Notice of partial conversion of bonds
LBI’s has on 24 October 2019 decided to initiate a partial conversion of EUR 89,635,400 of Bonds into new EUR 89,635,400 Class A Shares (equity) each of nominal value EUR 0.01 (the “Conversion”) according to authorization provided in Art. 6.2. and Art. 29 of the Company’s Articles of Association, and Art. 6.1.(a) of the Terms and Conditions of the Bonds (the “Conditions”).
Further to the above, the Board of Directors of the Issuer will, with reference to Article 6.2 of the Articles of Association and Condition 6.1(a) of the Conditions, increase the Issuer’s share capital by EUR 896,354, from EUR 11,356,884.04 to EUR 12,253,238.04 nominal value, by issuing 89,635,400 new Class A Shares each of a nominal value of EUR 0.01. The Conversion rate of the new shares shall be EUR 0.01 per share.
The Board of Directors of the Issuer believes that the Conversion is in the best interests of both the Issuer and the Bondholders, as it is reasonably likely that the Issuer will be unable to redeem the Bonds in full on or before the Final Maturity Date and due to the fact that post income year 2019 the Issuer should not have sufficient tax losses available to cover later income that the Issuer will realize from later conversion or cancellation of debt.
Subscription to the new Class A Shares derives from the Conditions.
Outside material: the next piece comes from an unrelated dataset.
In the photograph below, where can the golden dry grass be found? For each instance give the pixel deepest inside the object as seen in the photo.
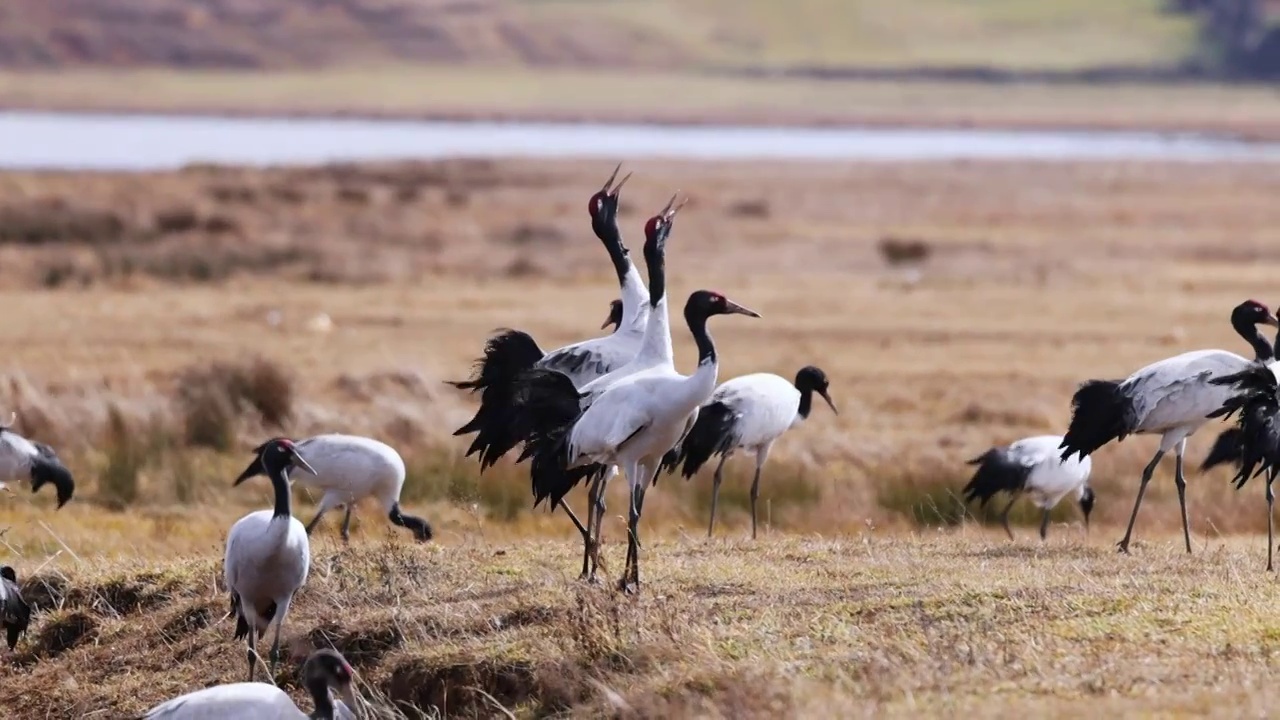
(867, 625)
(1033, 277)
The subscription price shall be paid by way of set-off against the Bonds converted hereunder, and will be paid upon issuance of the Subscription Rights (as defined in Article 29.5 of the Articles of Association), issued in relation to the Conversion. The record date for the partial conversion is 6 December 2019.
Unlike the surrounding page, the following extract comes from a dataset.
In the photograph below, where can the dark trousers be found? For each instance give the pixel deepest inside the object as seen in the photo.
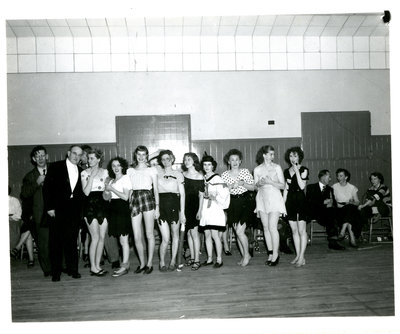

For the purpose of the Conversion and allocation of the new Class A Shares and in accordance with the Conditions, the Settlement Instruction form attached to this Notice as Annex 1 must be completed and returned to the Issuer via post to U.S. Bank National Association c/o U.S. Bank Global Corporate Services, 214 N. Tryon Street, 27th Floor, Charlotte, NC 28202 and electronically to CDOAgencyServices.LBIhf@usbank.com, as soon as possible but no later than on 29 November 2019.
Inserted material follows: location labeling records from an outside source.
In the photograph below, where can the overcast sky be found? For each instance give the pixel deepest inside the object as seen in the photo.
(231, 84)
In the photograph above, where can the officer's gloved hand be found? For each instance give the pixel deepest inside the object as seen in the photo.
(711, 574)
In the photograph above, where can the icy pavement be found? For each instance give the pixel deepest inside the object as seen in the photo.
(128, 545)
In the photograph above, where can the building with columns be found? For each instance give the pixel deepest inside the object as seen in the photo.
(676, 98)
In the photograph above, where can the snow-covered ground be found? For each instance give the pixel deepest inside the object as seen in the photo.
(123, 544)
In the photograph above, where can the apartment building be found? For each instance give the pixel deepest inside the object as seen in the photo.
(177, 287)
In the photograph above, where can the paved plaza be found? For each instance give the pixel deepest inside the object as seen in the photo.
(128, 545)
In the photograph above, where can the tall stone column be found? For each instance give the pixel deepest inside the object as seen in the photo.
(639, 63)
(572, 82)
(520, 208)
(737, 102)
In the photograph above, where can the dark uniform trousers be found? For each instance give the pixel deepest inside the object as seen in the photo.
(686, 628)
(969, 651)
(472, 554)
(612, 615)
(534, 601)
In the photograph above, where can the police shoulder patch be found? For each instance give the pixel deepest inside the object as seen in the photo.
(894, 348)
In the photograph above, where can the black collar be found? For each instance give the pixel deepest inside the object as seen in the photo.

If the Settlement Instructions are not completed and returned to US Bank on behalf of LBI ehf., then in accordance with Condition 6.4(f) of the Conditions allocation of the new Class A Shares shall be issued and registered on 20 December 2019 into LBI’s shareholders registry in the name of either the Securities Escrow Agent or such Bondholders who have failed to return Settlement Instructions and who, assuming compliance with Condition 3.3 of the Conditions, the Issuer reasonably believes to be Bondholders entitled to such Class A Shares.